The silver halide photographic light-sensitive material of the present invention comprises:
By containing at least two silver halide emulsions having different addition concentrations of the nitrogen-containing heterocyclic compound in the spectrally sensitized silver halide emulsion layer on the support, a conventional high pH developer can be obtained. Even without using it, it is possible to obtain a very hard and high blackening density. The light-sensitive material of the present invention has an excellent effect that the sensitivity is stable even when the emulsion mixing and dissolving time is lengthened in the production thereof with high sensitivity and little residual color.

Claims (4)

[Claims] 1. A support comprising at least one spectrally sensitized light-sensitive silver halide emulsion layer on a support, wherein the silver halide emulsion layer contains at least one kind of compound capable of forming a complex with silver. At least two different concentrations of the nitrogen heterocyclic compound
And at least one hydrazine derivative as a nucleating agent and an amine derivative, onium salt, disulfide derivative or hydroxy as a nucleating agent in the emulsion layer or another hydrophilic colloid layer. A silver halide photographic material comprising at least one methyl derivative. 2. The silver halide photographic material according to claim 1, wherein the hydrazine derivative is represented by the following general formula (N). Embedded image (Wherein, R ₂₀ represents an aliphatic group, an aromatic group, or a heterocyclic group, R ₁₀ represents a hydrogen atom or a block group, and G ₁₀ represents —CO—, —COCO—, —C (＝ S) —. , -SO ₂
-, - SO -, - PO (R 30) - (R 30 has the same meaning as R _10, R ₁₀ may be the same or different and.) Represents or iminomethylene group. A ₁₀ and A ₂₀ both represent a hydrogen atom, or one represents a hydrogen atom and the other represents a substituted or unsubstituted alkylsulfonyl group, a substituted or unsubstituted arylsulfonyl group, or a substituted or unsubstituted acyl group. ) 3. The nucleation accelerator according to the following general formula (A-
The silver halide according to claim 1 or 2, wherein the silver halide is at least one selected from the group consisting of 1), general formula (A-2), general formula (A-3) and general formula (A-4). Photosensitive material. Embedded image (In the formula, R ₄ , R ₅ , and R ₆ represent an alkyl group, a cycloalkyl group, an aralkyl group, an aryl group, an alkenyl group, a cycloalkenyl group, an alkynyl group, or a heterocyclic group.
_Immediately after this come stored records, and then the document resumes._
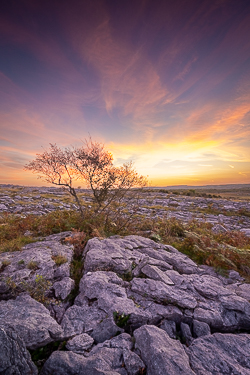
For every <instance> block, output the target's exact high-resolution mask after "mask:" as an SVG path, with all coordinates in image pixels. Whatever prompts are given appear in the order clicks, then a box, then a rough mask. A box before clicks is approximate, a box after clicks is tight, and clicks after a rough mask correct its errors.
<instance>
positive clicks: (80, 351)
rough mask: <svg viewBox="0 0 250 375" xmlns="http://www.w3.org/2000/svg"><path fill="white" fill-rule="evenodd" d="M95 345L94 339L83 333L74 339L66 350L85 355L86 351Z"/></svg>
mask: <svg viewBox="0 0 250 375" xmlns="http://www.w3.org/2000/svg"><path fill="white" fill-rule="evenodd" d="M93 344H94V339H93V338H92V337H91V336H89V335H88V334H87V333H82V334H81V335H77V336H75V337H73V339H71V340H69V341H68V342H67V344H66V348H67V349H68V350H70V351H72V352H74V353H77V354H84V353H85V352H86V350H88V349H90V348H91V347H92V346H93Z"/></svg>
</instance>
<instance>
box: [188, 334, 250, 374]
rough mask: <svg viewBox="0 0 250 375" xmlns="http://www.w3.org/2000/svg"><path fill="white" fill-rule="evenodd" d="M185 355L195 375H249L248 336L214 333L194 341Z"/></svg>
mask: <svg viewBox="0 0 250 375" xmlns="http://www.w3.org/2000/svg"><path fill="white" fill-rule="evenodd" d="M187 353H188V355H189V360H190V365H191V367H192V369H193V370H194V371H195V373H196V374H202V375H210V374H238V375H249V374H250V335H246V334H238V335H232V334H221V333H215V334H213V335H210V336H205V337H201V338H199V339H197V340H195V341H194V342H193V343H192V344H191V346H190V347H189V348H188V349H187Z"/></svg>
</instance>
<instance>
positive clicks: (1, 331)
mask: <svg viewBox="0 0 250 375" xmlns="http://www.w3.org/2000/svg"><path fill="white" fill-rule="evenodd" d="M0 343H1V345H0V373H1V374H5V375H17V374H27V375H36V374H37V373H38V371H37V368H36V366H35V365H34V363H33V362H32V361H31V357H30V353H29V352H28V351H27V350H26V348H25V344H24V342H23V340H22V339H21V338H20V337H19V336H18V335H17V333H16V332H15V330H13V329H12V328H10V327H4V328H3V327H0Z"/></svg>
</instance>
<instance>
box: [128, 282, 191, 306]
mask: <svg viewBox="0 0 250 375" xmlns="http://www.w3.org/2000/svg"><path fill="white" fill-rule="evenodd" d="M131 290H132V291H134V292H136V293H139V294H141V295H146V296H147V297H149V298H152V299H154V300H157V301H158V302H163V303H170V304H171V303H174V304H177V305H178V306H180V307H184V308H190V309H193V308H195V307H196V305H197V302H196V300H195V298H194V297H192V295H190V294H189V293H186V292H184V291H183V290H179V289H178V288H174V287H172V286H169V285H166V284H165V283H163V282H162V281H156V280H151V279H137V278H134V279H133V280H132V281H131Z"/></svg>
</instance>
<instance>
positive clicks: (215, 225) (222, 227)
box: [212, 224, 228, 233]
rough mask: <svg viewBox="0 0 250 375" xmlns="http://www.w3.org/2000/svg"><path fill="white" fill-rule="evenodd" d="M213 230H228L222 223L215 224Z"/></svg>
mask: <svg viewBox="0 0 250 375" xmlns="http://www.w3.org/2000/svg"><path fill="white" fill-rule="evenodd" d="M212 231H213V232H214V233H225V232H228V230H227V229H226V228H225V227H224V226H223V225H221V224H215V225H214V226H213V227H212Z"/></svg>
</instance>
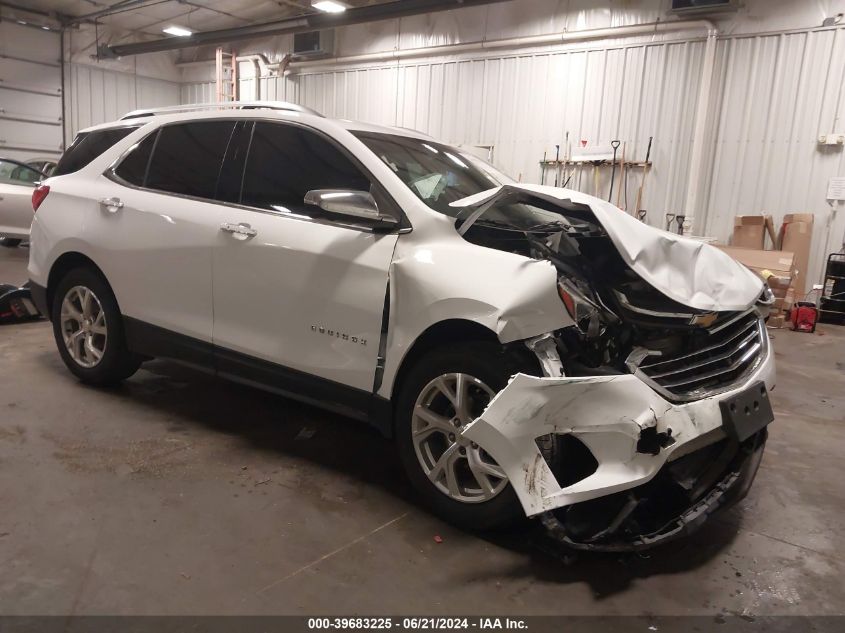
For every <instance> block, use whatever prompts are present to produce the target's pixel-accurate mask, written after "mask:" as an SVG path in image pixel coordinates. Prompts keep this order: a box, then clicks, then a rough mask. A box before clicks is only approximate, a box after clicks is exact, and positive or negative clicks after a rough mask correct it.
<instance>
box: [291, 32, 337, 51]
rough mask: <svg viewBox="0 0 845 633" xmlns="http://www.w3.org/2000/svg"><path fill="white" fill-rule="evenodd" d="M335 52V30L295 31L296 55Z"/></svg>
mask: <svg viewBox="0 0 845 633" xmlns="http://www.w3.org/2000/svg"><path fill="white" fill-rule="evenodd" d="M333 52H334V31H333V30H331V29H329V30H327V31H308V32H306V33H294V35H293V54H294V56H296V57H321V56H327V55H331V54H332V53H333Z"/></svg>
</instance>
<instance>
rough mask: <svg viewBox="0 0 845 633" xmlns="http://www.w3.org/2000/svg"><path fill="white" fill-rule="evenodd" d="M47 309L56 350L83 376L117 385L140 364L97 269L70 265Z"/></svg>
mask: <svg viewBox="0 0 845 633" xmlns="http://www.w3.org/2000/svg"><path fill="white" fill-rule="evenodd" d="M51 314H52V316H53V319H52V320H53V336H54V338H55V339H56V346H57V347H58V348H59V354H60V355H61V357H62V360H63V361H64V363H65V365H66V366H67V368H68V369H69V370H70V371H71V373H73V374H74V375H75V376H76V377H77V378H79V379H80V380H81V381H82V382H85V383H88V384H91V385H98V386H111V385H116V384H118V383H120V382H121V381H123V380H125V379H126V378H129V376H131V375H132V374H134V373H135V372H136V371H137V370H138V367H140V365H141V362H142V359H141V357H139V356H138V355H136V354H133V353H132V352H130V351H129V350H128V349H127V347H126V339H125V336H124V331H123V317H122V315H121V314H120V309H119V308H118V305H117V300H116V299H115V297H114V293H113V292H112V290H111V288H110V287H109V285H108V283H107V282H106V280H105V279H104V278H103V277H102V275H100V274H99V273H98V272H96V271H94V270H92V269H90V268H74V269H73V270H71V271H70V272H68V273H67V274H66V275H65V276H64V277H62V279H61V281H59V283H58V285H57V286H56V289H55V292H54V293H53V305H52V312H51Z"/></svg>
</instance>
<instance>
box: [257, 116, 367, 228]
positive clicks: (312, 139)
mask: <svg viewBox="0 0 845 633" xmlns="http://www.w3.org/2000/svg"><path fill="white" fill-rule="evenodd" d="M311 189H354V190H357V191H369V190H370V181H369V179H368V178H367V177H366V176H365V175H364V174H363V173H362V172H361V170H360V169H358V167H356V166H355V165H354V164H353V163H352V161H351V160H350V159H349V158H348V157H347V156H346V155H345V154H344V153H343V152H341V151H340V150H339V149H338V148H337V147H335V146H334V145H333V144H332V143H330V142H329V141H328V140H326V139H324V138H323V137H322V136H320V135H318V134H316V133H314V132H311V131H309V130H306V129H303V128H301V127H298V126H294V125H286V124H283V123H266V122H258V123H256V124H255V129H254V131H253V134H252V142H251V144H250V148H249V156H248V157H247V161H246V169H245V171H244V178H243V190H242V193H241V201H240V202H241V204H245V205H248V206H251V207H258V208H260V209H270V210H273V211H278V212H281V213H294V214H297V215H309V216H310V215H312V214H313V213H314V212H315V211H316V209H315V207H311V206H308V205H306V204H305V202H304V198H305V194H306V193H307V192H308V191H310V190H311Z"/></svg>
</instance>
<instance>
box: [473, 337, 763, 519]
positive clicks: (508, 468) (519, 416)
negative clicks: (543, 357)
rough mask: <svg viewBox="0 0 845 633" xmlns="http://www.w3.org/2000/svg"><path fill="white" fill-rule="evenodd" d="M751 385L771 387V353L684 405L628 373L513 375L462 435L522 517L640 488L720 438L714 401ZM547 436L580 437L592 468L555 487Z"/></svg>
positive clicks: (537, 513) (755, 470)
mask: <svg viewBox="0 0 845 633" xmlns="http://www.w3.org/2000/svg"><path fill="white" fill-rule="evenodd" d="M758 381H763V382H764V383H765V384H766V387H767V388H768V389H769V390H771V389H772V388H773V387H774V382H775V366H774V354H773V353H771V350H767V353H766V354H765V357H764V358H763V360H762V362H761V363H760V364H759V366H758V367H757V368H756V369H755V370H754V372H753V373H752V374H751V375H750V376H748V377H746V379H745V381H744V382H743V385H742V386H740V387H737V388H735V389H732V390H729V391H725V392H722V393H719V394H717V395H713V396H710V397H706V398H703V399H701V400H697V401H694V402H686V403H673V402H670V401H668V400H666V399H664V398H663V397H661V396H660V395H659V394H658V393H657V392H656V391H654V390H653V389H651V388H650V387H649V386H648V385H646V384H645V383H644V382H643V381H642V380H640V379H639V378H637V377H636V376H634V375H619V376H588V377H572V378H549V377H535V376H527V375H525V374H517V375H516V376H515V377H514V378H513V379H512V380H511V382H510V383H509V384H508V386H507V387H505V388H504V389H503V390H502V391H500V392H499V393H498V394H497V395H496V397H495V398H494V399H493V401H492V402H491V403H490V405H489V406H488V407H487V409H486V410H485V411H484V413H483V414H482V415H481V416H480V417H479V418H477V419H476V420H475V421H473V422H472V424H470V425H468V426H467V427H466V429H465V430H464V432H463V434H464V436H465V437H467V438H468V439H469V440H471V441H473V442H476V443H477V444H478V445H479V446H481V447H482V448H483V449H484V450H485V451H486V452H487V453H489V454H490V456H491V457H492V458H493V459H495V460H496V462H497V463H498V464H499V465H500V466H501V467H502V469H503V470H504V471H505V473H506V474H507V476H508V478H509V480H510V483H511V485H512V486H513V488H514V491H515V492H516V494H517V497H518V498H519V501H520V503H521V504H522V507H523V509H524V511H525V514H526V515H527V516H535V515H539V514H542V513H547V512H549V511H551V510H555V509H557V508H562V507H565V506H571V505H573V504H577V503H582V502H585V501H590V500H593V499H598V498H599V497H606V496H609V495H613V494H614V493H619V492H621V491H626V490H631V489H633V488H636V487H638V486H642V485H644V484H646V483H648V482H650V481H651V480H652V479H654V478H655V476H656V475H657V474H658V473H659V472H660V471H661V469H663V468H664V466H666V464H667V463H670V462H672V461H675V460H679V459H680V458H682V457H683V456H686V455H690V454H692V453H694V452H696V451H699V450H700V449H703V448H705V447H707V446H711V445H713V444H715V443H717V442H720V441H722V440H724V439H725V438H726V434H725V432H724V431H723V428H722V412H721V409H720V407H719V403H720V402H721V401H722V400H725V399H727V398H730V397H731V396H733V395H735V394H737V393H739V392H740V391H742V390H743V389H744V388H745V387H746V386H748V385H751V384H753V383H755V382H758ZM548 434H557V435H572V436H573V437H575V438H576V439H578V440H580V442H582V443H583V444H584V445H585V446H586V448H587V449H589V452H590V453H592V456H593V457H594V458H595V461H596V462H597V468H595V471H594V472H592V474H590V475H588V476H586V477H584V478H583V479H580V480H578V481H576V482H575V483H572V484H571V485H564V486H563V487H562V486H561V485H560V483H559V481H558V479H557V477H556V476H555V474H554V473H553V472H552V469H551V467H550V465H549V464H548V462H547V461H546V459H545V458H544V456H543V454H542V452H541V450H540V448H539V447H538V444H537V438H540V437H542V436H545V435H548ZM646 445H648V446H646ZM563 459H564V460H565V459H566V455H564V456H563ZM754 471H755V472H756V467H755V468H754ZM751 477H752V478H753V473H752V475H751Z"/></svg>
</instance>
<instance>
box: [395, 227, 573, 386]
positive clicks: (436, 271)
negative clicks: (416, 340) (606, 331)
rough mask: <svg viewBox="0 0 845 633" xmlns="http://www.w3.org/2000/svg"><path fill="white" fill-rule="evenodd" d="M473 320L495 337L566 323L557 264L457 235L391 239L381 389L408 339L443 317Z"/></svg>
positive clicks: (451, 318)
mask: <svg viewBox="0 0 845 633" xmlns="http://www.w3.org/2000/svg"><path fill="white" fill-rule="evenodd" d="M452 319H457V320H463V321H472V322H474V323H477V324H479V325H481V326H483V327H485V328H487V329H488V330H490V331H491V332H493V333H494V334H495V335H496V337H497V338H498V339H499V341H501V342H502V343H510V342H513V341H519V340H523V339H527V338H531V337H534V336H539V335H540V334H544V333H546V332H550V331H554V330H558V329H560V328H563V327H567V326H570V325H573V321H572V319H571V318H570V316H569V314H568V313H567V312H566V309H565V308H564V306H563V302H562V301H561V300H560V296H559V295H558V291H557V271H556V270H555V268H554V266H553V265H552V264H551V263H550V262H548V261H543V260H534V259H530V258H528V257H523V256H521V255H515V254H513V253H506V252H503V251H498V250H494V249H490V248H484V247H482V246H476V245H473V244H470V243H468V242H465V241H464V240H463V239H462V238H460V237H459V236H458V235H454V238H452V239H449V238H446V239H442V240H439V241H437V242H436V243H431V242H427V243H420V244H414V243H413V234H409V235H407V236H403V238H401V239H400V240H399V242H398V244H397V249H396V255H395V257H394V259H393V262H392V264H391V266H390V318H389V323H388V334H387V341H386V343H387V344H386V350H387V352H386V358H385V367H384V377H383V381H382V384H381V387H380V389H379V394H380V395H382V396H385V397H389V394H390V393H391V392H392V389H393V381H394V379H395V377H396V374H397V373H398V370H399V367H400V366H401V364H402V361H403V360H404V358H405V355H406V354H407V352H408V350H409V349H410V348H411V346H412V345H413V344H414V341H416V340H417V338H418V337H419V336H420V335H421V334H422V333H423V332H425V331H426V330H427V329H428V328H430V327H431V326H432V325H435V324H436V323H440V322H442V321H447V320H452Z"/></svg>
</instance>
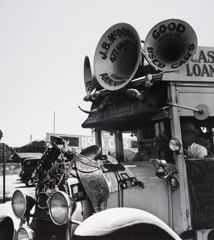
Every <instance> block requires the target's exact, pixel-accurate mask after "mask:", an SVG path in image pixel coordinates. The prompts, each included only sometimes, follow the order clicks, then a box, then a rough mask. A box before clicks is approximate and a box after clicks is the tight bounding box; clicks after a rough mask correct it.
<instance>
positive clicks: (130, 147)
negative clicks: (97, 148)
mask: <svg viewBox="0 0 214 240" xmlns="http://www.w3.org/2000/svg"><path fill="white" fill-rule="evenodd" d="M52 137H63V138H64V139H65V140H66V141H69V146H71V147H73V148H75V149H76V151H77V152H81V151H82V150H83V149H85V148H87V147H89V146H91V145H94V144H95V136H94V135H93V134H92V135H91V136H84V135H73V134H60V133H46V141H47V142H51V141H52ZM123 146H124V150H132V151H134V152H136V151H137V138H136V137H127V136H124V138H123ZM112 152H115V143H114V136H112V135H111V134H109V133H108V132H103V133H102V153H103V154H106V155H108V154H109V153H112Z"/></svg>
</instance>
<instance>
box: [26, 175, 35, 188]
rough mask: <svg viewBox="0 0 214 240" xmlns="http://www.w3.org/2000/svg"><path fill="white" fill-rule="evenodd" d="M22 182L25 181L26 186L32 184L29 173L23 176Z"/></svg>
mask: <svg viewBox="0 0 214 240" xmlns="http://www.w3.org/2000/svg"><path fill="white" fill-rule="evenodd" d="M24 183H25V185H26V186H27V187H29V186H32V185H33V183H32V179H31V176H30V175H28V176H26V177H25V179H24Z"/></svg>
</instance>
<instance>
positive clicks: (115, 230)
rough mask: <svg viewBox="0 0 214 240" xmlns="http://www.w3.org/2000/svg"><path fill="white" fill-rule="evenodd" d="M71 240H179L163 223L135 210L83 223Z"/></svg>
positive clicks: (167, 227) (102, 211)
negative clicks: (79, 239)
mask: <svg viewBox="0 0 214 240" xmlns="http://www.w3.org/2000/svg"><path fill="white" fill-rule="evenodd" d="M73 239H74V240H79V239H81V240H84V239H90V240H107V239H111V240H140V239H147V240H181V238H180V237H179V236H178V235H177V234H176V233H175V232H174V231H173V230H172V229H171V228H170V227H169V226H168V225H167V224H165V223H164V222H163V221H162V220H160V219H159V218H157V217H156V216H154V215H153V214H151V213H148V212H146V211H143V210H139V209H135V208H111V209H107V210H103V211H101V212H98V213H96V214H94V215H92V216H90V217H89V218H87V219H86V220H85V221H83V222H82V223H81V224H80V225H79V226H78V227H77V228H76V230H75V232H74V236H73Z"/></svg>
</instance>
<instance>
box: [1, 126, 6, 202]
mask: <svg viewBox="0 0 214 240" xmlns="http://www.w3.org/2000/svg"><path fill="white" fill-rule="evenodd" d="M2 137H3V132H2V130H1V129H0V140H1V139H2ZM2 153H3V154H2V155H3V203H5V145H4V143H2Z"/></svg>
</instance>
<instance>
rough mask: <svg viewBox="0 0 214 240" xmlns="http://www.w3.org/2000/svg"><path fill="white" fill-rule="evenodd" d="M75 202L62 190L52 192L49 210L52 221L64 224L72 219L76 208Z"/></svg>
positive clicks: (59, 223)
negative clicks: (74, 206) (74, 202)
mask: <svg viewBox="0 0 214 240" xmlns="http://www.w3.org/2000/svg"><path fill="white" fill-rule="evenodd" d="M74 205H75V204H74V202H73V201H72V200H71V198H70V197H69V196H68V195H67V194H66V193H64V192H62V191H56V192H55V193H53V194H52V196H51V197H50V201H49V212H50V217H51V219H52V221H53V222H54V223H55V224H57V225H63V224H65V223H67V222H68V221H70V218H71V215H72V213H73V210H74Z"/></svg>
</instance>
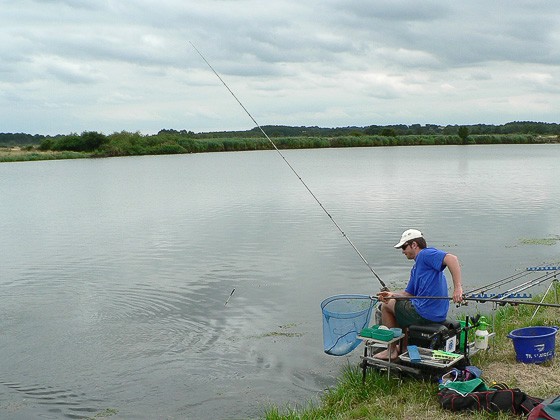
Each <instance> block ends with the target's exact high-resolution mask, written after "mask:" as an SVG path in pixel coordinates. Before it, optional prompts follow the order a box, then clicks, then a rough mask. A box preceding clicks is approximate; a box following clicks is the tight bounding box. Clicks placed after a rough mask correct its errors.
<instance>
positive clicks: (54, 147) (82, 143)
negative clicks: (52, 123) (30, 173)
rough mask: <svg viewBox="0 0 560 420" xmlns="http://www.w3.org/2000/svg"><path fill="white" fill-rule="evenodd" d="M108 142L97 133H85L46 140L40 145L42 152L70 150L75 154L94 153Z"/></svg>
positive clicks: (96, 131)
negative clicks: (79, 153) (75, 153)
mask: <svg viewBox="0 0 560 420" xmlns="http://www.w3.org/2000/svg"><path fill="white" fill-rule="evenodd" d="M106 142H107V137H106V136H105V135H104V134H101V133H98V132H97V131H84V132H83V133H82V134H81V135H77V134H70V135H68V136H60V137H57V138H47V139H44V140H43V141H42V142H41V144H40V145H39V149H41V150H56V151H60V150H70V151H73V152H93V151H94V150H97V149H99V148H100V147H101V146H102V145H103V144H105V143H106Z"/></svg>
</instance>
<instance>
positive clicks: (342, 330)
mask: <svg viewBox="0 0 560 420" xmlns="http://www.w3.org/2000/svg"><path fill="white" fill-rule="evenodd" d="M376 303H377V299H375V298H373V299H372V298H371V297H370V296H368V295H336V296H331V297H329V298H327V299H325V300H324V301H323V302H321V310H322V311H323V346H324V348H325V353H327V354H330V355H333V356H344V355H345V354H348V353H350V352H351V351H352V350H354V349H355V348H356V347H358V345H359V344H360V342H361V340H360V339H358V338H357V337H358V335H359V333H360V331H362V329H364V328H366V327H368V326H369V320H370V317H371V312H372V309H373V306H374V305H375V304H376Z"/></svg>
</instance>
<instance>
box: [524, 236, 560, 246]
mask: <svg viewBox="0 0 560 420" xmlns="http://www.w3.org/2000/svg"><path fill="white" fill-rule="evenodd" d="M558 241H560V236H558V235H555V236H549V237H547V238H521V239H520V240H519V243H520V244H521V245H547V246H552V245H556V244H557V243H558Z"/></svg>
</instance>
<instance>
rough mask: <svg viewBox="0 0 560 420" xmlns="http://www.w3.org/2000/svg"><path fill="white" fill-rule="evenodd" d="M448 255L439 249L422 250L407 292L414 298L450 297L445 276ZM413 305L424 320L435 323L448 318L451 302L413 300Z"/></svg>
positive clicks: (410, 276)
mask: <svg viewBox="0 0 560 420" xmlns="http://www.w3.org/2000/svg"><path fill="white" fill-rule="evenodd" d="M446 255H447V253H446V252H444V251H441V250H439V249H435V248H424V249H422V250H421V251H420V252H419V253H418V255H417V256H416V259H415V261H414V265H413V266H412V270H411V271H410V280H409V281H408V285H407V286H406V289H405V291H406V292H407V293H410V294H411V295H413V296H448V294H447V279H446V278H445V274H443V270H445V267H446V266H445V265H444V264H443V259H444V258H445V256H446ZM412 304H413V305H414V308H415V309H416V312H418V314H419V315H420V316H421V317H422V318H426V319H429V320H431V321H434V322H443V321H445V319H446V318H447V311H448V310H449V301H448V300H446V299H412Z"/></svg>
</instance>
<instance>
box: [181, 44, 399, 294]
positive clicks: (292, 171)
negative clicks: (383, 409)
mask: <svg viewBox="0 0 560 420" xmlns="http://www.w3.org/2000/svg"><path fill="white" fill-rule="evenodd" d="M189 42H190V41H189ZM190 44H191V45H192V47H193V48H194V50H195V51H196V52H197V53H198V55H200V57H201V58H202V59H203V60H204V62H205V63H206V64H207V65H208V67H210V70H212V72H213V73H214V74H215V75H216V77H217V78H218V79H219V80H220V82H222V84H223V85H224V86H225V88H226V89H227V90H228V91H229V93H230V94H231V96H233V98H234V99H235V100H236V101H237V103H238V104H239V105H240V106H241V108H243V111H245V113H246V114H247V115H248V116H249V118H251V120H253V122H254V123H255V125H256V126H257V127H258V129H259V130H260V131H261V133H262V134H263V135H264V137H265V138H266V139H267V140H268V141H269V142H270V144H271V145H272V147H273V148H274V150H276V152H277V153H278V154H279V155H280V157H281V158H282V159H283V160H284V162H285V163H286V165H288V167H289V168H290V169H291V171H292V172H293V173H294V175H295V176H297V178H298V179H299V180H300V182H301V183H302V184H303V186H304V187H305V189H306V190H307V191H308V192H309V194H311V196H312V197H313V199H314V200H315V201H316V202H317V204H319V206H320V207H321V209H322V210H323V211H324V212H325V214H326V215H327V216H328V217H329V219H331V222H333V224H334V225H335V226H336V228H337V229H338V231H339V232H340V233H341V234H342V236H343V237H344V239H346V241H347V242H348V243H349V244H350V246H351V247H352V248H353V249H354V251H356V253H357V254H358V256H359V257H360V258H361V260H362V261H363V262H364V263H365V265H367V267H368V268H369V271H371V273H372V274H373V275H374V276H375V277H376V278H377V280H378V281H379V283H380V284H381V291H388V290H389V289H388V287H387V286H386V285H385V283H384V282H383V280H381V277H379V276H378V275H377V273H376V272H375V270H374V269H373V267H372V266H371V265H370V264H369V263H368V261H367V260H366V259H365V257H364V256H363V255H362V253H361V252H360V251H359V250H358V248H357V247H356V245H354V243H353V242H352V240H351V239H350V238H349V237H348V235H346V233H345V232H344V231H343V230H342V228H341V227H340V226H339V224H338V223H337V222H336V220H334V218H333V217H332V215H331V214H330V213H329V212H328V211H327V209H326V208H325V207H324V206H323V204H322V203H321V201H319V199H318V198H317V196H316V195H315V194H314V193H313V191H311V188H309V186H308V185H307V184H306V183H305V181H304V180H303V178H302V177H301V176H300V175H299V173H298V172H297V171H296V170H295V169H294V167H293V166H292V165H291V164H290V162H288V159H286V157H285V156H284V155H283V154H282V152H281V151H280V149H278V147H276V144H275V143H274V142H273V141H272V140H271V139H270V137H268V134H266V132H265V131H264V130H263V128H262V127H261V126H260V124H259V123H258V122H257V120H255V118H254V117H253V116H252V115H251V113H250V112H249V111H248V110H247V108H245V106H244V105H243V104H242V103H241V101H240V100H239V99H238V98H237V96H236V95H235V93H233V91H232V90H231V89H230V88H229V86H228V85H227V84H226V82H224V80H223V79H222V78H221V76H220V75H219V74H218V72H217V71H216V70H214V67H212V65H211V64H210V63H209V62H208V60H207V59H206V58H205V57H204V55H202V53H201V52H200V51H199V50H198V48H196V47H195V45H194V44H193V43H192V42H190Z"/></svg>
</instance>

Q represents a nitrogen atom or a phosphorus atom. L represents an m-valent organic group bonded to Q ⁺ and its carbon atom, and m represents an integer of 1 to 4. X ^n- represents an n-valent counter anion, and n represents an integer of 1 to 3. A ₁ , A ₂ , A ₃ , A ₄ and Z each represent an organic residue for completing a substituted or unsubstituted unsaturated hetero ring containing a quaternized nitrogen atom.
B and C represent a divalent linking group. R ₁ and R ₂ represent an alkyl group, and R ₃ represents an alkyl group or an aralkyl group. However, when R _{1 to} R ₆ , A _{1 to} A ₄ , Z, B, C or L have an anionic group as a substituent thereof, the unsaturated heterocyclic ring containing a Q ⁺ or quaternized nitrogen atom and a molecule When forming an inner salt, X ^n- is not required. ) 4. The silver halide photographic material according to claim 1, wherein at least two kinds of silver halide emulsions have different average grain sizes.